Um durch leichte Reinigung sehr gute Hygienebedingungen zu erreichen, ist quer über die rinnenförmige Gehängeleiste ein spezielles Tuch mit antimikrobieller Silberionenbeschichtung gespannt, auf das die Teiglinge gelegt werden. Das Tuch wird auf beiden Seiten durch eine Klemmleiste in schwalbenschwanzförmigen Nuten am Gehängeleistenprofil festgeklemmt, sodass es leicht zu wechseln ist. Die Klemmleiste ist ein aus dem Polyamid PAS-120 extrudiertes Profil, das aufgrund seiner elastischen Eigenschaften mit wenig Kraftaufwand in die Nut eingeschnappt werden kann. Der Werkstoff ist kurzzeitig bis 150 °C temperaturbeständig. Da bei der neuen Lösung das Tuch nicht mehr mit Metall in Berührung kommt, besteht auch keine Gefahr mehr, dass die Silberionenbeschichtung des Tuchs elektrochemisch abgebaut wird.

Leisten nehmen wenig Wärme auf
Die beiden komplex gestalteten Seitenteile der Leisten werden durch Spritzgiessen aus dem mit Kurz-Glasfasern verstärkten Polyamid PAS-80 GF30 hergestellt. Sie sind kurzzeitig bis zu 200 °C temperaturbeständig und zeichnen sich durch hohe Präzision, Verzugsfreiheit und Steifigkeit aus. Die Mitnehmerachsen aus rostfreiem Stahl werden als Einlegeteile beim Spritzgiessprozess in die Seitenteile integriert. Die Spreiznieten, mit denen die Seitenteile an den Gehängeleisten befestigt werden, entstehen ebenso wie die Seitenteile durch Spritzgiessen, jedoch aus dem Polyamid PAS-60.

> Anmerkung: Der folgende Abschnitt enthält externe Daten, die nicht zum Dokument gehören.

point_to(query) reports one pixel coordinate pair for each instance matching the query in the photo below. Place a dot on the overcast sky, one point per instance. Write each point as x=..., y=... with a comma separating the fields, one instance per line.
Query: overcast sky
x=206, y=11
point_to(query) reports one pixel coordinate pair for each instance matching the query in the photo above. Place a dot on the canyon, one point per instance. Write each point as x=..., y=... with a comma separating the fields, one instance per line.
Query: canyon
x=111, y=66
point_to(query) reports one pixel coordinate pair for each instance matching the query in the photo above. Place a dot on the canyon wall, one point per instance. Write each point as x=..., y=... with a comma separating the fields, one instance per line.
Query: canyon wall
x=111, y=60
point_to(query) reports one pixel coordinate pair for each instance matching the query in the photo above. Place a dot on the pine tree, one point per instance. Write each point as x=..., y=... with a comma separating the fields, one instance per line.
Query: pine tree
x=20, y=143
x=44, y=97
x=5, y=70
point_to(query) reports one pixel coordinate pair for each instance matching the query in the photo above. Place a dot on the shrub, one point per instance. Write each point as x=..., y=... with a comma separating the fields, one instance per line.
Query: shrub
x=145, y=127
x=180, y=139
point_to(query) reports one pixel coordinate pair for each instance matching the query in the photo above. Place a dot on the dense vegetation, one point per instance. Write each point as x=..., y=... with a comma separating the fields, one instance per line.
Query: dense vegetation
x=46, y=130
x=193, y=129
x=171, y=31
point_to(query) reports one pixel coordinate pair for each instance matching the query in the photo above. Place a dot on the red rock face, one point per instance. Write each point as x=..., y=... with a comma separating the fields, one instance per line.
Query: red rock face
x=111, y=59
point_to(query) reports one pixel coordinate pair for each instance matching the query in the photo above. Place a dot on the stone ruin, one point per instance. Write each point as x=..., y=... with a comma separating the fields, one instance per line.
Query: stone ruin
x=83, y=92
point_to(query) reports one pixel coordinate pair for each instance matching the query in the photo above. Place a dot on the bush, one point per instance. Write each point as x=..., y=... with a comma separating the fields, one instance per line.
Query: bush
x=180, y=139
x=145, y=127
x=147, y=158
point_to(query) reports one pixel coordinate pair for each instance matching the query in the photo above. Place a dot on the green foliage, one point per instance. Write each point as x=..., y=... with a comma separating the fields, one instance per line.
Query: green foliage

Um einwandfreie und gleichmässige Produktionsbedingungen für die Teiglinge zu sichern, werden die Leisten während des Rücklaufs durch Infrarotstrahlung entkeimt. Durch Absorption sowohl an der Oberfläche als auch im Inneren des Hybrid-Funktionsbauteils führen die Infrarotstrahlen zu einer schnelleren Erhitzung als die Konvek-
tionserwärmung. Dies beschleunigt den Produktionsprozess. Da die Kunststoffleisten bei der IR-Entkeimung zudem weniger Wärmeenergie aufnehmen als Leisten aus Metall, wird weniger Wärme aus dem Gärschrank in die nachfolgenden Prozesse verschleppt.
Die Hybridbauweise setzt sowohl bei der Auslegung der Werkstoffe als auch bei der Konstruktion der Bauteile eine hohe fachtechnische Kompetenz voraus. Die Produktion aller Bestandteile erfordert überdies eine erhebliche Fertigungstiefe. Faigle bietet beides. Der Kunde erhält alles aus einer Hand und kann seinen Aufwand auf einen einzigen Ansprechpartner konzentrieren.